Rocío entonces se acercó y me dio un beso en la mejilla, a modo de despedida.
-Todo lo que tenía que decirte, está ahí-, dijo ella, antes de irse.
-Al menos dime qué pasa-, le dije.
-Ahora no, Salva. Solo cumple la promesa-, contestó Rocío, escueta y algo nerviosa.
Me quedé ahí, sin comprender bien por qué ella se iba sin dar mayores explicaciones. En el momento en que partió, un sujeto de negro apareció entre las sombras, en la esquina de Avenida Valparaíso y Plaza Viña, y me robó la billetera. Agitado, con la adrenalina a tope, corrí tras el ladrón. Lo perseguí hasta llegar al puente Libertad. De allí le perdí el rastro.

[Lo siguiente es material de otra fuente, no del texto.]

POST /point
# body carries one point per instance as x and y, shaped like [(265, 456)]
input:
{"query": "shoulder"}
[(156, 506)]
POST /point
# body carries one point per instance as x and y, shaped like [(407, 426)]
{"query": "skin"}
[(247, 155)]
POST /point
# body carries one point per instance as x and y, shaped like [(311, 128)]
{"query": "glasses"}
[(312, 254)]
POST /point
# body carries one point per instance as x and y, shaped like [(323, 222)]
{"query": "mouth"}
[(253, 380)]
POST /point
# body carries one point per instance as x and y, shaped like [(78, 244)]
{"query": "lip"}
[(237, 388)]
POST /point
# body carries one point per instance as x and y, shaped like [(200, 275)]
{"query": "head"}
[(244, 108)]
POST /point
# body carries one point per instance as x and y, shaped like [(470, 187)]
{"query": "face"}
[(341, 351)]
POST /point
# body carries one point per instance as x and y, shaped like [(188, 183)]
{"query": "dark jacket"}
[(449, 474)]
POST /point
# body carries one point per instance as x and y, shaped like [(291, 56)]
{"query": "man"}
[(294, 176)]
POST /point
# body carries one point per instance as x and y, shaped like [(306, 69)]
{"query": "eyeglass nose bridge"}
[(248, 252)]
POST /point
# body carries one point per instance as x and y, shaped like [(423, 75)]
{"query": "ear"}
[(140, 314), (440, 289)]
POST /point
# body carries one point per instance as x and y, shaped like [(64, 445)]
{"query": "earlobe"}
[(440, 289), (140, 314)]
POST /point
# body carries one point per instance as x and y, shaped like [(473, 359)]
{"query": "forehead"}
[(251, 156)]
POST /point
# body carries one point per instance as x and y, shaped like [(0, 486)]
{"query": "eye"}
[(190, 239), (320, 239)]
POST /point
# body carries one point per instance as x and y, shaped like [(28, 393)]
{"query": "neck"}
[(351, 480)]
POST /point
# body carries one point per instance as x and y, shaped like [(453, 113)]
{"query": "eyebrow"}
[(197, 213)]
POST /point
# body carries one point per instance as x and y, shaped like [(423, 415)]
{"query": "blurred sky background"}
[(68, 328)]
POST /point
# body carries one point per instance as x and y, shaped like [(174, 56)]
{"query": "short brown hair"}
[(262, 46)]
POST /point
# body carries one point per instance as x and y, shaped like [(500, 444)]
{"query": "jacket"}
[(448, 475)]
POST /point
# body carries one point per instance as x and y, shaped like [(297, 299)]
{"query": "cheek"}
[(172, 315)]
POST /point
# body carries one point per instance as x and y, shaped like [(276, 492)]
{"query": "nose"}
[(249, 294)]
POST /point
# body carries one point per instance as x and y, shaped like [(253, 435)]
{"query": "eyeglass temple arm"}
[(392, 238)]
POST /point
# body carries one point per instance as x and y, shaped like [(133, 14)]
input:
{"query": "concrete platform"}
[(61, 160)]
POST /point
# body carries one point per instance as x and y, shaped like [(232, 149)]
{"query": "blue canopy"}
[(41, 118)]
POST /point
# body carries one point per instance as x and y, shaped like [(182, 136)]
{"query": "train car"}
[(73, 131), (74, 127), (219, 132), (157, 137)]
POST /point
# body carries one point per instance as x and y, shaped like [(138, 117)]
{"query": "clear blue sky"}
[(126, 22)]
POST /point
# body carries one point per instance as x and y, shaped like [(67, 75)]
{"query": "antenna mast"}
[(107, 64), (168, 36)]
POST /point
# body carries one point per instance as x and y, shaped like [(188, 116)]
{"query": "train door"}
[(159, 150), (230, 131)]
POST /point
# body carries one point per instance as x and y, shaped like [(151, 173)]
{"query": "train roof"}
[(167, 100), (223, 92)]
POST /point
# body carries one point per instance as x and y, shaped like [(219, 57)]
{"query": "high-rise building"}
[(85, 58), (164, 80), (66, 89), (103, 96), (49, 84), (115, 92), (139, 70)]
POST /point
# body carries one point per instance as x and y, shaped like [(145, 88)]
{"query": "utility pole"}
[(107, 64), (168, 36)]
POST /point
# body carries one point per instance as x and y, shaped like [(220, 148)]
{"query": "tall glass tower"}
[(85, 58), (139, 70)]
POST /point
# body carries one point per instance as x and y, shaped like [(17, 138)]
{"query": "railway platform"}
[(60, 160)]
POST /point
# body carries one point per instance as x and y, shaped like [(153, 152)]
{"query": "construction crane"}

Se hizo tan tarde que no había nadie en toda la cuadra. Pensé en hacer la denuncia en la comisaría, pero antes revisé mi bolsillo y vi que tampoco estaba la carta. Traté de reencontrarme con Rocío, pero ella ya se había ido. Intenté hablar con ella por interno, y en el lugar de su antigua foto, solo figuraba un perfil vacío. En ese momento, mi corazón sacudido supo que nunca la volvería a ver.